New stream built to reduce lava impact
A new stream is being built at a section of Kali Putih River in Gempol, Magelang, Central Java in a bid to reduce the impact of lava floods from Mt. Merapi as the rainy season intensifies.
Head of Magelang regency disaster mitigation agency Eko Priyono said the new stream was urgent for streamlining the meandering section of the river, which originates from Merapi, to redirect the lava so that it does not affect residential areas and the main road connecting Magelang and Yogyakarta.
“This is urgent because when the lava comes, the volcanic material cannot flow according to the existing stream and instead goes straight down, hitting nearby residential complexes as well as cutting off the Magelang-Yogyakarta turnpike,” he said on Tuesday.
Eko said the total funding needed to complete the work was estimated at Rp 64 billion, which included bridge construction work, dredging work to create the new 2.3 kilometer-long stream and land acquisition.
“The work has intensified as we expect to finish it by the end of this year at the latest,” Eko said.
He expressed hope that the new stream, expected to be 6 meters deep and 50 meters wide, would be able to accommodate the volcanic discharge from Merapi during lava floods, thus leaving the nearby residential complexes safe and the Magelang-Yogyakarta turnpike untouched.
Heri, a resident of Gempol currently living in a temporary house due to his previous house being destroyed by lava, said that a stream leading straight down could be found on the section in question.

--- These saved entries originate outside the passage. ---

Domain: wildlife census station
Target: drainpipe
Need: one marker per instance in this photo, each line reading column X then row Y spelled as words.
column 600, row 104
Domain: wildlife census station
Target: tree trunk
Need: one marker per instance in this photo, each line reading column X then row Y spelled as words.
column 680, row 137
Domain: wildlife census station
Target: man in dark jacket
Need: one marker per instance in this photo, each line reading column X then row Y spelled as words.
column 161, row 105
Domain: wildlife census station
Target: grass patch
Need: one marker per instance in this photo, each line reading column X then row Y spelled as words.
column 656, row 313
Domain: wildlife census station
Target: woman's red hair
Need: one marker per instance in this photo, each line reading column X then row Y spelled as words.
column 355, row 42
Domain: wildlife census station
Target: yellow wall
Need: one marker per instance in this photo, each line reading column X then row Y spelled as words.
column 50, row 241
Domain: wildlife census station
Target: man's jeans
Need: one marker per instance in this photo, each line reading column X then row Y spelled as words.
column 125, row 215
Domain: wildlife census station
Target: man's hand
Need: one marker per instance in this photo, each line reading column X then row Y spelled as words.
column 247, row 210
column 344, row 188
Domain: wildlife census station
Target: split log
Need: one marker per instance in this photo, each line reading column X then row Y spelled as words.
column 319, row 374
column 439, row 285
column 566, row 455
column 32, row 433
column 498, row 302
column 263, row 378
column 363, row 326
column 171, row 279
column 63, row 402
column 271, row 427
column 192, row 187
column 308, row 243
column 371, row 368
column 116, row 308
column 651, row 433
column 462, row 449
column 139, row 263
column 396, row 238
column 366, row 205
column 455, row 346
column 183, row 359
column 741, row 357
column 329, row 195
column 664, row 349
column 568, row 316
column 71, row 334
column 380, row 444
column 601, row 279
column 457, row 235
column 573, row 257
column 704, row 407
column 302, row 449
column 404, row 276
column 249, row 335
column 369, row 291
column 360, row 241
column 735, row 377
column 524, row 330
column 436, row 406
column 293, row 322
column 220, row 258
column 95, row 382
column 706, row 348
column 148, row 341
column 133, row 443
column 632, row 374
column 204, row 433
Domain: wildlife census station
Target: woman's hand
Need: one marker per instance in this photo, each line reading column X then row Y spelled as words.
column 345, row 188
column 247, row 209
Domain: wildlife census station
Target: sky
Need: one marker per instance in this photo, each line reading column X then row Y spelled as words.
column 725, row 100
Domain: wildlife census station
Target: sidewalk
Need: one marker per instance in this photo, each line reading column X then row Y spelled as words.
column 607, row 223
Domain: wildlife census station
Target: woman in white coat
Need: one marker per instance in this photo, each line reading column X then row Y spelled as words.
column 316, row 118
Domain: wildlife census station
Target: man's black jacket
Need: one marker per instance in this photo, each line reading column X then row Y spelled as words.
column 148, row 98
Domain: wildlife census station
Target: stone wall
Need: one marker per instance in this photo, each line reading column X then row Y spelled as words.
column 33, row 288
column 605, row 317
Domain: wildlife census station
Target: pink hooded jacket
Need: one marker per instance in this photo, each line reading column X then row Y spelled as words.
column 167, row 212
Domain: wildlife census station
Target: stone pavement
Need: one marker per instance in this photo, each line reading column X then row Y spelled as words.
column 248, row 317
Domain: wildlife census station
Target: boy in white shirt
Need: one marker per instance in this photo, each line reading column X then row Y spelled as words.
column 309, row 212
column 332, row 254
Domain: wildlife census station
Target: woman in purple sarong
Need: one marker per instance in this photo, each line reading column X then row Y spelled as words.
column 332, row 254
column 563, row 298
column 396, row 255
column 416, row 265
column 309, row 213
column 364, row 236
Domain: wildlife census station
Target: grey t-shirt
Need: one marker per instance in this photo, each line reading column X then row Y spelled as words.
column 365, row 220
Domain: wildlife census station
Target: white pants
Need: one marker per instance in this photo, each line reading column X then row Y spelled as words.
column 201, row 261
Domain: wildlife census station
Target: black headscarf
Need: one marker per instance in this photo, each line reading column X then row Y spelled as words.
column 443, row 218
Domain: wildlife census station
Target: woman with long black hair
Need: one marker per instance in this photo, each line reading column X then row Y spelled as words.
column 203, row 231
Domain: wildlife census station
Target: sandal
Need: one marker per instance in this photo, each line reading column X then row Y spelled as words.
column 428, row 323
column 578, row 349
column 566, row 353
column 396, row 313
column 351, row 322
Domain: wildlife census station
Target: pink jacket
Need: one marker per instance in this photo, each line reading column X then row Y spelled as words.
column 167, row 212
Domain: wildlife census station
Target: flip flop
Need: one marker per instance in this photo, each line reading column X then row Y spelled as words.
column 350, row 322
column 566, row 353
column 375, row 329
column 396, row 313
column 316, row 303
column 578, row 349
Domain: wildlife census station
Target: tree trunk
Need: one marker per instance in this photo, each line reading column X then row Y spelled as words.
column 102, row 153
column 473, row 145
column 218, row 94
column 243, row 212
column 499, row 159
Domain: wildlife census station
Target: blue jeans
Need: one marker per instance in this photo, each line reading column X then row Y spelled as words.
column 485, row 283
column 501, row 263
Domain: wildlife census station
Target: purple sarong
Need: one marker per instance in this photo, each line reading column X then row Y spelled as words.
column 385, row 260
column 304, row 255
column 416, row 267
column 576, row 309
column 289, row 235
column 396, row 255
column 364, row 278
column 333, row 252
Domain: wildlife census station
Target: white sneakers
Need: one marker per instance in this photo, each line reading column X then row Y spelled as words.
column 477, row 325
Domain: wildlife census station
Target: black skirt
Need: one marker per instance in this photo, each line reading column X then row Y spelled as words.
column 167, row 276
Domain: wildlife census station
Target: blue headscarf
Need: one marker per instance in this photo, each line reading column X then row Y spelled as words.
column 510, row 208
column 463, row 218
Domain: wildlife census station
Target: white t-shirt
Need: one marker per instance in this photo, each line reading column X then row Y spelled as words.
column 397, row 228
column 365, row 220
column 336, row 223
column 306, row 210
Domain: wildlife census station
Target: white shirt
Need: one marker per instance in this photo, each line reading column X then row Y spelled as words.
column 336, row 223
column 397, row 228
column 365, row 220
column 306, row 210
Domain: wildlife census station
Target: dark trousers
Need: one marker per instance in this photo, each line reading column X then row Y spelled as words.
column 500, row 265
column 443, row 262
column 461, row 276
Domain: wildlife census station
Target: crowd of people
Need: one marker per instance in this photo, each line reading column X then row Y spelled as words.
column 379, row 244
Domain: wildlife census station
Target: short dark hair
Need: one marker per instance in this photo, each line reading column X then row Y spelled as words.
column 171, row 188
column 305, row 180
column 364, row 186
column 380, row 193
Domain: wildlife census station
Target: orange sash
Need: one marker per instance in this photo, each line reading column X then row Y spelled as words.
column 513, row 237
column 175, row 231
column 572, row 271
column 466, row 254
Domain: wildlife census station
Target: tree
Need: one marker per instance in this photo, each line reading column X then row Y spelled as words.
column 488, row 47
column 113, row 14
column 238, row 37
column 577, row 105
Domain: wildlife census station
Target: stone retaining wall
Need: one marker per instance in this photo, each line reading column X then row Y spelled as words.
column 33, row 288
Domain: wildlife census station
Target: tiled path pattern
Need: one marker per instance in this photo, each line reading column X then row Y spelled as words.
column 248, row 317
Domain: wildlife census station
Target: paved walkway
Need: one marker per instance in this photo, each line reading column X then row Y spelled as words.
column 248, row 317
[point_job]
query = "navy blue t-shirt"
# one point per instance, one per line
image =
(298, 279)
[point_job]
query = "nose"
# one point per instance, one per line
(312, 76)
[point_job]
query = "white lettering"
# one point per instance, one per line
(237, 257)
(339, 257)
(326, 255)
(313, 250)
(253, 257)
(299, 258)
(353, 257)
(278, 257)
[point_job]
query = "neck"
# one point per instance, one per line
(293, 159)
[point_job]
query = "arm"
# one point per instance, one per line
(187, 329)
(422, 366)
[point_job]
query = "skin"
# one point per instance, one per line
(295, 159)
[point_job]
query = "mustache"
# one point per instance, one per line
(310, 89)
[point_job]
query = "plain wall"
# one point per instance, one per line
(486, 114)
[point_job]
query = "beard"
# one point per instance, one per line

It was deflected during the colonial era to save funds for bridge construction, requiring the construction of a single bridge instead of two.

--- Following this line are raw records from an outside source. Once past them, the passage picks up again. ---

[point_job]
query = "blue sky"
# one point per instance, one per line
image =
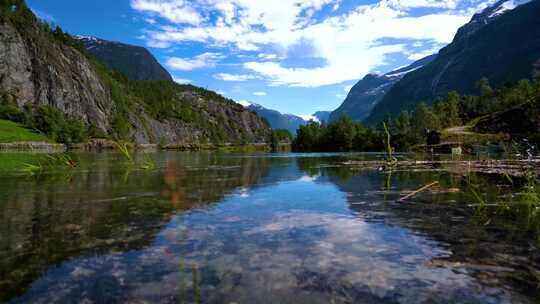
(296, 56)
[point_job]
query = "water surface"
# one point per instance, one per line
(233, 228)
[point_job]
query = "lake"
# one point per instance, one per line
(262, 228)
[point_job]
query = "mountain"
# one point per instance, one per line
(502, 43)
(369, 91)
(322, 116)
(136, 62)
(278, 120)
(43, 69)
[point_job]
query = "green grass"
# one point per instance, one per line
(12, 132)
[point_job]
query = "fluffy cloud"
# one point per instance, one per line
(234, 77)
(181, 80)
(188, 64)
(177, 11)
(351, 44)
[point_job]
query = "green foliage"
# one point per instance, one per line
(13, 132)
(502, 50)
(280, 136)
(341, 135)
(57, 126)
(409, 128)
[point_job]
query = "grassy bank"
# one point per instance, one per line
(11, 132)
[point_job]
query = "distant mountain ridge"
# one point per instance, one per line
(278, 120)
(369, 91)
(47, 71)
(502, 43)
(289, 122)
(136, 62)
(323, 116)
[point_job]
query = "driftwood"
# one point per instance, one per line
(406, 197)
(509, 167)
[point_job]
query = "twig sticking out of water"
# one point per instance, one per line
(406, 197)
(391, 160)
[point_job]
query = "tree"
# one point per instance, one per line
(424, 119)
(308, 137)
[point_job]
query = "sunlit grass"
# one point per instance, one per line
(11, 132)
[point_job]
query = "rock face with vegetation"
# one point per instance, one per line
(523, 120)
(136, 62)
(498, 45)
(369, 91)
(36, 71)
(56, 85)
(278, 120)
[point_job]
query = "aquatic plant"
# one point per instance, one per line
(147, 164)
(390, 159)
(124, 151)
(31, 169)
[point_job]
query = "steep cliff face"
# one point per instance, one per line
(369, 91)
(278, 120)
(520, 120)
(134, 61)
(37, 69)
(502, 44)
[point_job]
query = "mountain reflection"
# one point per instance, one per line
(210, 228)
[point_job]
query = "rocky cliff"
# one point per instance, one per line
(502, 44)
(369, 91)
(136, 62)
(38, 68)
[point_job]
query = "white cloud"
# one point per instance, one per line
(187, 64)
(177, 11)
(407, 4)
(309, 117)
(181, 80)
(234, 77)
(244, 103)
(350, 44)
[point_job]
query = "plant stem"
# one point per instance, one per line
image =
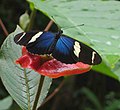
(38, 92)
(3, 27)
(27, 89)
(41, 79)
(32, 17)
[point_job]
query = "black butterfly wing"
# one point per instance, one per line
(68, 50)
(36, 42)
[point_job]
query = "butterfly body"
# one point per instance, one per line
(62, 47)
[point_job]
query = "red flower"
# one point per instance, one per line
(49, 66)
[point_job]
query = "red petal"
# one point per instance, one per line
(51, 68)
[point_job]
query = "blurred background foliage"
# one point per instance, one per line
(89, 91)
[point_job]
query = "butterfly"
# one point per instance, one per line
(60, 46)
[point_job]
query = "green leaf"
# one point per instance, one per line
(101, 28)
(6, 103)
(24, 20)
(91, 96)
(22, 84)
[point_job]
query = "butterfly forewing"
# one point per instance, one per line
(62, 47)
(36, 42)
(68, 50)
(23, 38)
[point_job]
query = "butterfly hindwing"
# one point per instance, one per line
(68, 50)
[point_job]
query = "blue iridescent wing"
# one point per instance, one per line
(36, 42)
(70, 51)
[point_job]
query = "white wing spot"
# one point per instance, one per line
(93, 56)
(77, 48)
(35, 37)
(21, 37)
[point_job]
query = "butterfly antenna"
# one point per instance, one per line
(73, 26)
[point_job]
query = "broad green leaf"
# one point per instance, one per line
(101, 28)
(22, 84)
(6, 103)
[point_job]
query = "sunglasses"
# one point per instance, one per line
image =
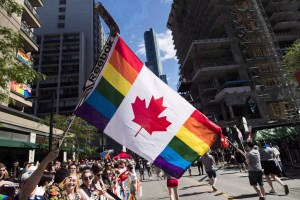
(72, 180)
(88, 178)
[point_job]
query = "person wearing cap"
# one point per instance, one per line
(209, 166)
(30, 179)
(56, 190)
(3, 172)
(268, 163)
(255, 170)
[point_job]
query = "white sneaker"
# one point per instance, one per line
(272, 191)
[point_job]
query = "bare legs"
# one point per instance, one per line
(261, 191)
(173, 190)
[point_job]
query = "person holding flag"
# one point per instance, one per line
(138, 110)
(209, 165)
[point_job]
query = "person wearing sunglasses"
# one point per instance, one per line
(72, 169)
(99, 184)
(3, 172)
(88, 188)
(71, 187)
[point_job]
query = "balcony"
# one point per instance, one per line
(233, 90)
(37, 3)
(70, 61)
(30, 44)
(30, 15)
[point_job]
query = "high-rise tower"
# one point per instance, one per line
(152, 53)
(70, 42)
(230, 56)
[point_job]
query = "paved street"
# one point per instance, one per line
(231, 184)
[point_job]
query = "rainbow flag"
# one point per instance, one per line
(23, 57)
(4, 197)
(138, 110)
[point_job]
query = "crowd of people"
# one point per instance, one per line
(88, 180)
(256, 160)
(117, 179)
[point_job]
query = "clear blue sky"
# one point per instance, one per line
(134, 17)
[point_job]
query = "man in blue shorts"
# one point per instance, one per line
(209, 165)
(255, 170)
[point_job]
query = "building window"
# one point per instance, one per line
(62, 9)
(61, 25)
(61, 17)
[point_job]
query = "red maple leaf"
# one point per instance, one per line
(148, 117)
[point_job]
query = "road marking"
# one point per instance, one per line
(206, 186)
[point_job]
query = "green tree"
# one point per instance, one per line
(292, 60)
(10, 41)
(81, 134)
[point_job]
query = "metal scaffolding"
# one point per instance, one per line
(262, 54)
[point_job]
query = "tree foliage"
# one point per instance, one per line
(292, 60)
(11, 6)
(10, 41)
(81, 133)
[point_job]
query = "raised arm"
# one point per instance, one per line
(31, 183)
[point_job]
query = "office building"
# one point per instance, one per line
(152, 54)
(20, 133)
(70, 41)
(230, 56)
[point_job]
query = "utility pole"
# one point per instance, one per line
(51, 122)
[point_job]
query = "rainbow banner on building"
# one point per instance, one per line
(21, 89)
(138, 110)
(23, 57)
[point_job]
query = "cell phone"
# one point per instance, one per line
(12, 185)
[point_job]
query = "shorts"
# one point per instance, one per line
(211, 173)
(256, 177)
(269, 167)
(172, 182)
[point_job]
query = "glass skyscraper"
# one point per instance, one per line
(152, 53)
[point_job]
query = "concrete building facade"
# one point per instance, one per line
(20, 133)
(230, 56)
(70, 40)
(152, 54)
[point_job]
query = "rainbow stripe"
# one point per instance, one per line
(194, 138)
(194, 133)
(118, 76)
(23, 57)
(4, 197)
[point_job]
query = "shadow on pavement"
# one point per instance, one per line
(192, 194)
(192, 186)
(244, 196)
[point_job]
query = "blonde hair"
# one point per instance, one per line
(76, 189)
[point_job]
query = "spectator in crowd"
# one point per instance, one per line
(31, 179)
(255, 170)
(240, 159)
(200, 166)
(269, 166)
(3, 172)
(294, 148)
(88, 188)
(209, 165)
(172, 184)
(44, 184)
(56, 190)
(72, 169)
(71, 188)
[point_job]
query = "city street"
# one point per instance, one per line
(231, 184)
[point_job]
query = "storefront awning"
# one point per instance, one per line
(18, 144)
(277, 133)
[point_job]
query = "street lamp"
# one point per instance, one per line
(33, 98)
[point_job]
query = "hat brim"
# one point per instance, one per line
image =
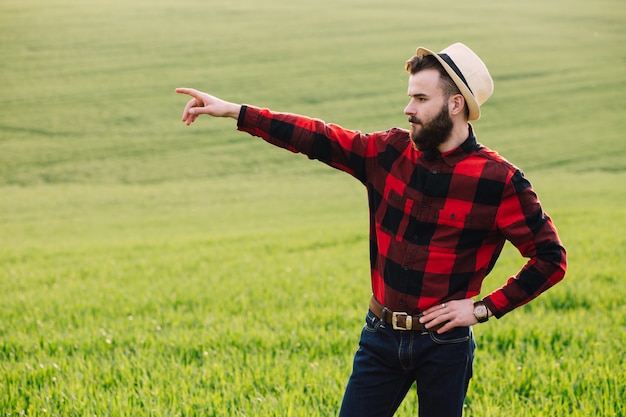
(470, 100)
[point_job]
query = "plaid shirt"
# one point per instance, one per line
(438, 222)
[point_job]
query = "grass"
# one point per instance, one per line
(147, 268)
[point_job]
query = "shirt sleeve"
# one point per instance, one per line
(523, 222)
(340, 148)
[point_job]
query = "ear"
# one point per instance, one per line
(456, 104)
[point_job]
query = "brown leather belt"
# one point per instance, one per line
(399, 319)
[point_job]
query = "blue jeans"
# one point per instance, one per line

The section has been frequently disturbed during lava floods that followed heavy downpours over the peak of Mt. Merapi, last year’s eruptions of which are estimated to have spewed over 150 million cubic meters of volcanic materials.
Experts have predicted that it will take four rainy seasons for the rivers on Merapi to completely bring down these materials, which threaten some nearly 100,000 people living along the banks of those rivers as rains intensify.
Eko said that families are living on the banks of Krasak, Kali Putih, Kali Lamat, Kali Blongkeng and Kali Pabelan rivers, all of which originate on Merapi.
“They are spread across 58 subdistricts in Magelang regency and will have to be evacuated when lava floods come,” he said on Tuesday.
To help ease evacuation procedures, a number of gathering points have been prepared by the authorities with the help of various organizations working on disaster risk reduction efforts.
“This is necessary to prevent people from panicking when the floods are coming. It is also easier to transport them from gathering spots to the evacuation center in Tanjung if the flood lasts for over two consecutive days,”Eko said.
Separately, in anticipation of the lava floods, local residents and humanitarian volunteers have been established in disaster coordination posts in their respective regions. Using radio communication devices, they are mutually informing each other of conditions at the peak of the volcano.
“Should movements of lava be detected, volunteers based on the upper slope will warn us to be ready for self-evacuation,” Suparni of Gulon subdistrict, Salam, said.
Rains intensified on Tuesday over the western slope of Merapi in Magelang region, but they were not heavy enough to cause lava floods.